From mboxrd@z Thu Jan  1 00:00:00 1970
From: Linus Torvalds <torvalds@linux-foundation.org>
Date: Sun, 27 Sep 2009 00:00:52 +0000
Subject: Re: [git pull] ia64 changes
Message-Id: <alpine.LFD.2.01.0909261636570.3303@localhost.localdomain>
List-Id: <linux-ia64.vger.kernel.org>
References: <1FE6DD409037234FAB833C420AA843EC0122AEB1@orsmsx424.amr.corp.intel.com>
In-Reply-To: <1FE6DD409037234FAB833C420AA843EC0122AEB1@orsmsx424.amr.corp.intel.com>
MIME-Version: 1.0
Content-Type: text/plain; charset="us-ascii"
Content-Transfer-Encoding: 7bit
To: linux-ia64@vger.kernel.org


On Sat, 26 Sep 2009, Matthew Wilcox wrote:

> On Sat, Sep 26, 2009 at 01:39:12PM -0700, Linus Torvalds wrote:
> > Ok, so x86 has obviously done ticket locks for a while now, and I think 
> > it's good that ia64 does too, but I wonder why you made the ticket lock be 
> > a full 64-bit thing?
> 
> This got brought up earlier, and there isn't a fetchadd4, only a fetchadd8.

Hmm. There's a fetchadd4, but it has horrible semantics (very limited 
constants).

You'd want a fetchadd4 that updates the high bits, and have the atomic 
counter in the high 16 bits, and the "current owner" in the low bits. And 
fetchadd4 can't do that, due to its idiotic "only does a few constants" 
thing.

BTW, I also think that the memory ordering is not sufficient in the 
current ia64 ticket locks. It does just a simple

        do {
                cpu_relax();
        } while (ACCESS_ONCE(*p) != turn);

to wait to get the spinlock, and even if the 'fetchadd' it did earlier was 
done with 'acq', the reads in ACCESS_ONCE() are just normal reads, so the 
code that is protected by that spinlock could easily have other reads or 
writes that escape to _before_ the ACCESS_ONCE().

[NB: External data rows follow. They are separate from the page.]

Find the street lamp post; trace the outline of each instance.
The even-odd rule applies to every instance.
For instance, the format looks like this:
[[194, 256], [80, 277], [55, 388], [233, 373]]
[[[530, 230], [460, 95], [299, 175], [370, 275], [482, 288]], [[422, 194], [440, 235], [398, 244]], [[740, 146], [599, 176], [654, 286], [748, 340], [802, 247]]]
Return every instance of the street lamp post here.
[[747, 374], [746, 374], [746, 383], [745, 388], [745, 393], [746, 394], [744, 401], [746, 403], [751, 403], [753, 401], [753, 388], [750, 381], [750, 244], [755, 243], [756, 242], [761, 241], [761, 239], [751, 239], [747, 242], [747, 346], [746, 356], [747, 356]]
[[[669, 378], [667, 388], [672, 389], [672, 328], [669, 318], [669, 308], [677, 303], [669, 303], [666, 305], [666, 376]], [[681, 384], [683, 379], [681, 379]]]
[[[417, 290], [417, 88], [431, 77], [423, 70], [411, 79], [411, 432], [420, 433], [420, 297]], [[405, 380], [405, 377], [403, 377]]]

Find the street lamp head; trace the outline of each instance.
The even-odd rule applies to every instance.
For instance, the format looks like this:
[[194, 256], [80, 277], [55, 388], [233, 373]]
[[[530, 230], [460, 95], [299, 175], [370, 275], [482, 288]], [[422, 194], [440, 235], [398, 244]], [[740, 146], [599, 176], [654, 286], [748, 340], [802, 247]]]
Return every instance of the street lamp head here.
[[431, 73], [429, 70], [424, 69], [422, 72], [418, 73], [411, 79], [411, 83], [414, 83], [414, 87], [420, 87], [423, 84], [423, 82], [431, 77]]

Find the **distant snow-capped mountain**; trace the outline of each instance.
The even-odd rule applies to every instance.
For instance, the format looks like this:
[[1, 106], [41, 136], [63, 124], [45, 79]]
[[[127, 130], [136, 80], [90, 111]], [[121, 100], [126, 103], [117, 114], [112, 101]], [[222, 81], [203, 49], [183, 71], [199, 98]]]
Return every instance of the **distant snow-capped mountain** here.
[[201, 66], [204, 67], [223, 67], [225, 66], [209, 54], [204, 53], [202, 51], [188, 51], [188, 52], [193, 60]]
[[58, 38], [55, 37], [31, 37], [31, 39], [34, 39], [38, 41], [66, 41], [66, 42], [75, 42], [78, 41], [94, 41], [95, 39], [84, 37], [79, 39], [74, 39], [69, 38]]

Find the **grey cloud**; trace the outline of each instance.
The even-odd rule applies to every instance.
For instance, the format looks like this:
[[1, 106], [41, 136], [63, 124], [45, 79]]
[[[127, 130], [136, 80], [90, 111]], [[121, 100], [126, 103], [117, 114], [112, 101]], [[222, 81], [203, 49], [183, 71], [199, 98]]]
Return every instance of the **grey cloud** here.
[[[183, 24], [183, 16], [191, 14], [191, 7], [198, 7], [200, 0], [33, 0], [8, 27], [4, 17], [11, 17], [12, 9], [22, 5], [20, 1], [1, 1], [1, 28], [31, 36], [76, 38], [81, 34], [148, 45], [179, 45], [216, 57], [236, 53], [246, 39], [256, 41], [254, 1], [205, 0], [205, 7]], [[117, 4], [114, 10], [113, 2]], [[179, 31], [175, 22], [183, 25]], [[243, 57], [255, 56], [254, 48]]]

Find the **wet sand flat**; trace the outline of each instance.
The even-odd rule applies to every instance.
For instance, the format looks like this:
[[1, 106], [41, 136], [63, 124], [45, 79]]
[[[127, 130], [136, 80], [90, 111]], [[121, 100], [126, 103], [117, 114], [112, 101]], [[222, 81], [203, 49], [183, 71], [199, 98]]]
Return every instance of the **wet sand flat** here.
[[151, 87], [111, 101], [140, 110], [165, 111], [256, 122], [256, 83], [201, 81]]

Of course, with an in-order implementation, I guess it will never happen 
in practice, so what do I know. But I do suspect that at least in theory 
that thing is literally buggy as-is.

However, I will ignore that issue, and look at the "4 bytes versus 8 
bytes for the lock" thing. And I think fetchadd4 is still usable, despite 
it's limitations. We make the rule be:

 - the low 15 bits are the "I want to own counter"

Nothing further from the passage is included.